Relevant talk: User-level threads... with threads - Paul Turner. tldr; when your threads communicate with each other (with synchronization involving futex), when one thread wakes another, the kernel scheduler doesn't have enough information to keep both threads on a single core, resulting in excessive IPIs (inter-processor interrupts). Also relevant because it debunks the common assumption that syscalls are inherently expensive.

1 Like

Okay, I ran this under sudo perf record -e cycles:ppp (I think that's the same as cycles:P?), and then did sudo perf report --sort=dso.

The async-brigade spent 78% (17s) of its time in the kernel, and 22% (5s) in the executable.

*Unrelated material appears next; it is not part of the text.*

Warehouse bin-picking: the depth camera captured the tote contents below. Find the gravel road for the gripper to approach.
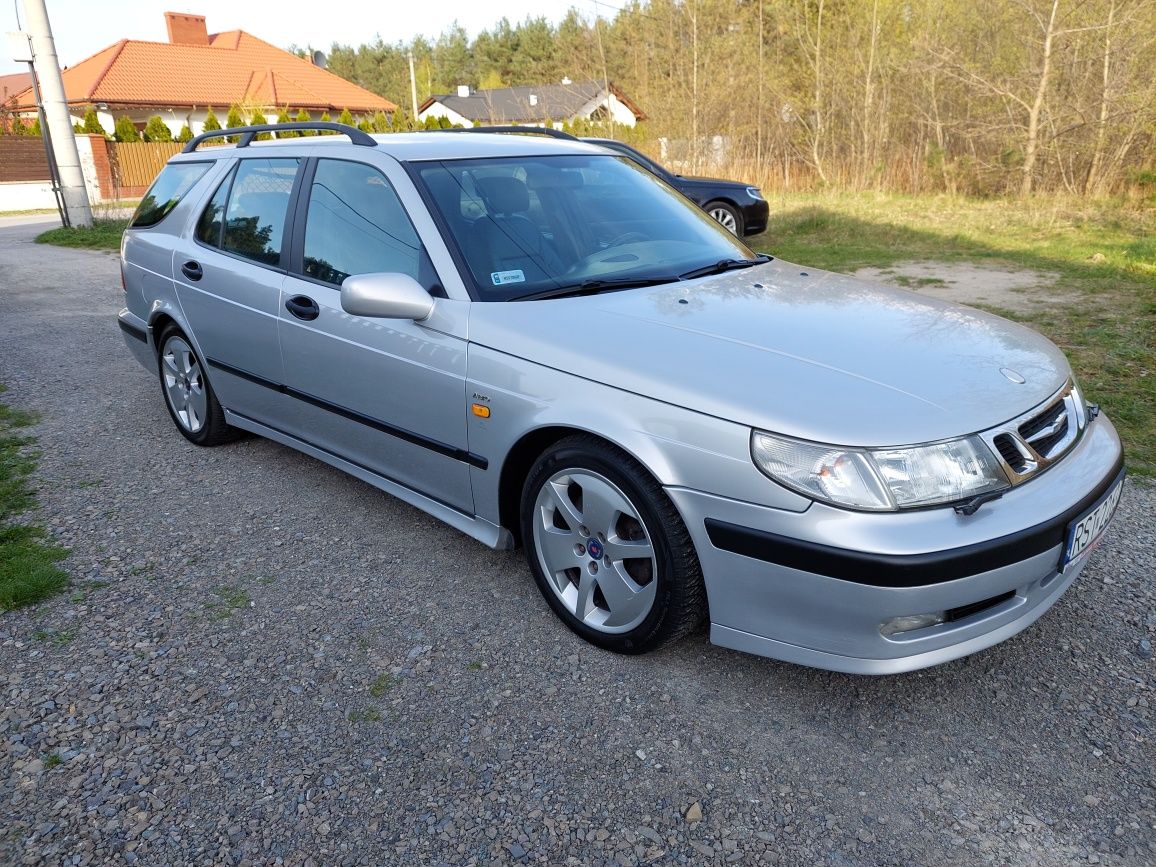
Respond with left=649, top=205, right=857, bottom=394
left=0, top=212, right=1156, bottom=867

The thread-brigade spends 95% (40s) of its time in the kernel, and 5% (2s) in the executable.

The remaining time was in system libraries, in each case.

1 Like

Yes, I think [edit] we are on the same page - I agree my three-to-one case is not typical. What I should say is that a blocking async call is two syscalls, compared to one in the threaded case. The epoll calls are hopefully returning multiple events and getting amortized across more than one async context switch.

1 Like

Yes, that's definitely a tradeoff of the readiness-based async I/O model: you need two syscalls instead of one for a blocking operation, one to realize that you need to wait and another to actually do the work once the wait is over.

Completion-based async I/O like io_uring should not be subjected to this particular tradeoff, but io_uring itself does not seem tightly tuned for performance yet and completion-based I/O is not well-integrated in tokio & al yet (although there are efforts ongoing to improve this situation), so I'm not sure if the ecosystem is ready for an epoll vs io_uring perf characteristics comparison.